7 thoughts on “With Friends like that…”

  1. I don’t think Bush would admit to making mistakes in Iraq if God Himself showed up and mapped them out with 8×10 glossy color photos, complete with circles and arrows with an explanation on the back of each one.

  2. Like the post above this one, we have yet another example of leftist confusion between words and deeds. The US position on the right of return was that it was a deal-breaker before the announcement, and it remains so after the announcement. It was the position of Reagan, Bush I, and Clinton. The fact that Bush has publically said that the Palestinians no longer get to storm off in a huff by appealing to the right of return whenever negotiations aren’t going their way is a good thing, but not a change in position.
    The flip side of that is the fact that the ‘roadmap’ was crap since the Palestinian government continues to be uninterested in even attempting to stop terrorism from their borders. Noticing that fact is not CAUSING a problem with the peace process, it is ACKNOWLEDGING a problem with the peace process.
    In my opinion the left’s failure to deal with the problem of direct PLO complicity in terrorism is one of the things which has allowed the ‘peace process’ (scare quotes intentional) to flounder for years. The PLO sees that it can obtain massive EU monetary support AND still engage in war against Israel because the diplomatic niceties can always be maintained.

  3. Blair’s in town? I didn’t know the Westminster Show was in DC this spring! Sorry, couldn’t resist.

  4. Sebastian-
    You’ll probably be shocked and disappointed to learn I agree with you about the futility of the Palestinians holding out for the right of return. Israel is not about to commit demographic suicide, no matter how much wishful thinking the PLO engages in.
    That does not necessarily mean that the Wall is a good idea, or that Sharon is acting in good faith, or that Bush isn’t an idiot for shredding any remaining pretense that the US is capable of being a neutral mediator.
    Frankly, the best thing that could happen in the Middle East would be for Sharon and Arafat to spend the rest of their days trapped on a desert island with only each other for company. Let them feed on their years of hatred and bile by themselves.

  5. If it were only Sharon and Arafat there wouldn’t be a problem.
    It has been well understood for at least 15 and probably 20 years that the ‘right of return’ if it ever existed is never going to be enforced. If clearing the air about that fact is so damaging to the Palestinian’s fragile psyches that it will ruin than peace process, then it is clear that they had not mooring with reality. In which case it is a damn good thing that we got it out into the open–again.

  6. The right of return issue is, to my understanding, secondary (and distantly so) to legitimizing the West Bank settlements as a step towards an eventual border that limits the Palestinian state to a chain of tenuously connected ghettos.

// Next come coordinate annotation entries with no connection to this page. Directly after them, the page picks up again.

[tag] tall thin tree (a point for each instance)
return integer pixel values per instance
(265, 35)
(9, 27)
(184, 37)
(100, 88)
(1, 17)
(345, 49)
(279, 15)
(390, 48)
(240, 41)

  7. Indeed. The Israeli settlements in the Occupied Territories are illegal under the Geneva Conventions.
    Further, as has been acknowledged openly in Israel since 1980: “Today, there is no prospect for a viable Palestinian state in the West Bank and Gaza without abandonment of most Israeli settlements. Palestinian negotiators have indicated that if there were agreement in principle that the borders of the Palestinian state are defined by the 1967 Green Line, including East Jerusalem, they would be willing to discuss border adjustments. Such an arrangement might cede to Israel large, heavily populated settlements located near the Green Line in return for Palestinian annexation of equivalent areas of land on the Israeli side of the line.”cite
    But no Israeli Prime Minister has ever been willing to give up the illegal settlements in exchange for peace.